Muitos de nós se riem da toga romana, da peruca da Europa clássica, da cota de armas cruzada. Esquecemo-nos que o futuro se vai rir de nós, com a diferença que tenho francas dúvidas que sinta uma imensa admiração. A toga romana produziu Virgílio, a Europa clássica Bach a cota de armas cruzada produziu Dante. As nossas calças apenas se borram. Sem heroísmo, sem projectos de longo prazo, com um sorriso alvar e condescendente típico do novo-rico perante tudo o que é sério, eterno, ou absoluto, o pateta contemporâneo passeia-se no transitório e julga-o definitivo. Mas, sabendo que não o é, e porque tem tanto medo de morrer como de ser eterno, diz que a morte e a eternidade têm o mesmo valor, ou seja nenhum.

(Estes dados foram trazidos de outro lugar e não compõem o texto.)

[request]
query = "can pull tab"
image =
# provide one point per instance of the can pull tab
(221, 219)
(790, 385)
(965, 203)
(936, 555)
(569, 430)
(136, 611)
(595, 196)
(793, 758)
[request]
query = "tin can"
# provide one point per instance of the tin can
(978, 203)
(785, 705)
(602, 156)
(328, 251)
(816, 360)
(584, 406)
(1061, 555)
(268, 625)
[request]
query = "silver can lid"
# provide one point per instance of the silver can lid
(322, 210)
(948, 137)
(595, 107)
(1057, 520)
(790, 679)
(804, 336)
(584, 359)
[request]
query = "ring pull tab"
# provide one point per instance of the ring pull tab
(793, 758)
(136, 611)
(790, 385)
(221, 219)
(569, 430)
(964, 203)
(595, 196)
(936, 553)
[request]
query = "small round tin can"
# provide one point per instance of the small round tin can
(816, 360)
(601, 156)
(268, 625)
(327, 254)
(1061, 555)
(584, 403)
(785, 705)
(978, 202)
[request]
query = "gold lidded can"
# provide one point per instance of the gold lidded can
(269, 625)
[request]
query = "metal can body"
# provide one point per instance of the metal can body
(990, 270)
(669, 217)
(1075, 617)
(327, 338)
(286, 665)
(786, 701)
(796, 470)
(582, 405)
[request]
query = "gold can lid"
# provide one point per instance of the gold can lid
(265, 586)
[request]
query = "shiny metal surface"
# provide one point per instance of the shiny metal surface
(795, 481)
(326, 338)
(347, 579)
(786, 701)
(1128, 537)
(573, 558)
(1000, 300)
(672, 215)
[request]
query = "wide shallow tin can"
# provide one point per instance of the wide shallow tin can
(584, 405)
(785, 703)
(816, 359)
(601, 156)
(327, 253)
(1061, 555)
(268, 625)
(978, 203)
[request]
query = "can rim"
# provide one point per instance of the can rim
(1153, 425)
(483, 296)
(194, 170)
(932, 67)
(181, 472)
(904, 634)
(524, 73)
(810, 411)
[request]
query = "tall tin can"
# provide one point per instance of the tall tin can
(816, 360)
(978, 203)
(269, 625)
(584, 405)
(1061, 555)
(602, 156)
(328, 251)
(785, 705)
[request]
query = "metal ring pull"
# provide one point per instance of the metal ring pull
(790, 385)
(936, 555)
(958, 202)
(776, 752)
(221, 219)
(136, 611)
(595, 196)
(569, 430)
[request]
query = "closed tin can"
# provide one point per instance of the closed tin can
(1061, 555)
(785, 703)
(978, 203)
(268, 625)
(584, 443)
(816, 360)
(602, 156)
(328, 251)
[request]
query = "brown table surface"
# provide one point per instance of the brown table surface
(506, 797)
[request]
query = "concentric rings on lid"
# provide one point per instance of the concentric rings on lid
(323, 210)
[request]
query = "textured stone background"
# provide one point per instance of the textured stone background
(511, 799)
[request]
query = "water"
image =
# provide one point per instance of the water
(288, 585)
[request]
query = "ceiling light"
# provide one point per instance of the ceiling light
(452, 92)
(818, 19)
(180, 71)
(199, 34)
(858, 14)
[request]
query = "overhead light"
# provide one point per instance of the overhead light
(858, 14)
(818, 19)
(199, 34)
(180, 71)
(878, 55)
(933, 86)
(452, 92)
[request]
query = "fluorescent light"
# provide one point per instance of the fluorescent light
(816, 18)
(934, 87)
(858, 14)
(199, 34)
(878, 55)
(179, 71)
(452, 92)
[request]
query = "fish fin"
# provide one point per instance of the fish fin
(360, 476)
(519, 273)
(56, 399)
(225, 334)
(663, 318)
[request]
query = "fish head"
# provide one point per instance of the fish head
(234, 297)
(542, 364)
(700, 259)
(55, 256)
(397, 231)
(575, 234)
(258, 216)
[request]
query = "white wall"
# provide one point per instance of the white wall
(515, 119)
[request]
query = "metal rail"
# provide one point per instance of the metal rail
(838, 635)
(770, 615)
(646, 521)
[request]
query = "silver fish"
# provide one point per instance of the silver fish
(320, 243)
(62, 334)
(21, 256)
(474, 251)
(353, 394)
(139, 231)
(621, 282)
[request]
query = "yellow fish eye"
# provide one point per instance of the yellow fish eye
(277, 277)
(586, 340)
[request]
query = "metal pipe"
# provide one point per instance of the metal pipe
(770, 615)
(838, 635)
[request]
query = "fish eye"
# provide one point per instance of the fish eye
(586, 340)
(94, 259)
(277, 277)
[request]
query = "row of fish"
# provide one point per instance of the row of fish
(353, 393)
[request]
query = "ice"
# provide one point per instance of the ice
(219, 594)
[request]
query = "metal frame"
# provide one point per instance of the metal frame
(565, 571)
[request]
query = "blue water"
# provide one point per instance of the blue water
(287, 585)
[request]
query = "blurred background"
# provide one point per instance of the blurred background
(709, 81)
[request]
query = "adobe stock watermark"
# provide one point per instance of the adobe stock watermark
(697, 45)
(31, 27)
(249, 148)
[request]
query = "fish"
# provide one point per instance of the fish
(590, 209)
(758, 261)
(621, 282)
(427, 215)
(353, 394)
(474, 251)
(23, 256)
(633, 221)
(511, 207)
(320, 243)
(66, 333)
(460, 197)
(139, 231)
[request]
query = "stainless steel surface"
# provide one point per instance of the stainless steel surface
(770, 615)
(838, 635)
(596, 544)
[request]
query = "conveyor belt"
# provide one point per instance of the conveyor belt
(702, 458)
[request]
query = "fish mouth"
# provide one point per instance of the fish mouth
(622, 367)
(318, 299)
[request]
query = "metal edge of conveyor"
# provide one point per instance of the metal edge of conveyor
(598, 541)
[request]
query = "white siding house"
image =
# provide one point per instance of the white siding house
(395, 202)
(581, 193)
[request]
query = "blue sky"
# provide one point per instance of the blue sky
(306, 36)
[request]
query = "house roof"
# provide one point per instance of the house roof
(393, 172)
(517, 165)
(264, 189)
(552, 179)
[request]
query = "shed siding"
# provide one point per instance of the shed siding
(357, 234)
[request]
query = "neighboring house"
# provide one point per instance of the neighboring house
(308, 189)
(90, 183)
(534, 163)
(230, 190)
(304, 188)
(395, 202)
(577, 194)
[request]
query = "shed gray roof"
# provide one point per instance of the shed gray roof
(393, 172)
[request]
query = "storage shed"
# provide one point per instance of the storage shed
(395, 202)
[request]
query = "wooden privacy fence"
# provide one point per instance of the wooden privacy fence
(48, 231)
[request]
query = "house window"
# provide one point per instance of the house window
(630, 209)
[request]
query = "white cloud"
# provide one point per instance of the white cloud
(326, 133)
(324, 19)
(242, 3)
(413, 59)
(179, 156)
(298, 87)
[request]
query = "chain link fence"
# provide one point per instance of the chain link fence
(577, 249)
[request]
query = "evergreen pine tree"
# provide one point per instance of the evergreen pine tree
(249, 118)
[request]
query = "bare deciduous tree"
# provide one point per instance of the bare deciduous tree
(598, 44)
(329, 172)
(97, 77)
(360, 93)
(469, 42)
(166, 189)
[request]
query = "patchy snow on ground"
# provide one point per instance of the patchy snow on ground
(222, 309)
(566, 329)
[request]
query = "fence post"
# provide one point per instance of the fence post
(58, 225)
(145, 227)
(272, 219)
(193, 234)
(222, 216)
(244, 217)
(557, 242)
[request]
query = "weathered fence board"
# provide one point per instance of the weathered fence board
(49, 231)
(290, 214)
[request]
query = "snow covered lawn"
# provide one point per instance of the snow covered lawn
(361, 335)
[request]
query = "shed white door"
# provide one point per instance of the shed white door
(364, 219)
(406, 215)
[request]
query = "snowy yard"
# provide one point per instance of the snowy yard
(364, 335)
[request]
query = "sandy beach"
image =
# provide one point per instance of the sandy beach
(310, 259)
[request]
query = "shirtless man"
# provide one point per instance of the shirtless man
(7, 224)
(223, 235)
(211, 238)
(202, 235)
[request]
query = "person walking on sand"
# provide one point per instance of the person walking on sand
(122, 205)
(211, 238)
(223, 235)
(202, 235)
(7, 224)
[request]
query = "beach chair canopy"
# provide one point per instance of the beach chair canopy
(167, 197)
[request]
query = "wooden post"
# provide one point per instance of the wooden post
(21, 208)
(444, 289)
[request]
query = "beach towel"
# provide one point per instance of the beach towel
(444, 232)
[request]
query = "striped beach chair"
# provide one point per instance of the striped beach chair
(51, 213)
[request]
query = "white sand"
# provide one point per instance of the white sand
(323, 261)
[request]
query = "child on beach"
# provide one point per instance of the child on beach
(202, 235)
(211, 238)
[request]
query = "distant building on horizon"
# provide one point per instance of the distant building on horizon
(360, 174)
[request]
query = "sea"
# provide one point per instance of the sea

Os vindouros, esses, rir-se-ão uns, ou terão piedade outros, de tanta estreiteza, de tanta obcecação com o presente, tanta ânsia de se estar onde não se está, de tanta superficialidade e distracção e de tanto mal-estar perante conquistas técnicas que afinal foram gloriosas mas tornaram-se banais. E o riso só não será maior caso respeitem um pouco mais os seus antepassados que nós. A nossa redenção estará em serem eles o oposto do que nós somos.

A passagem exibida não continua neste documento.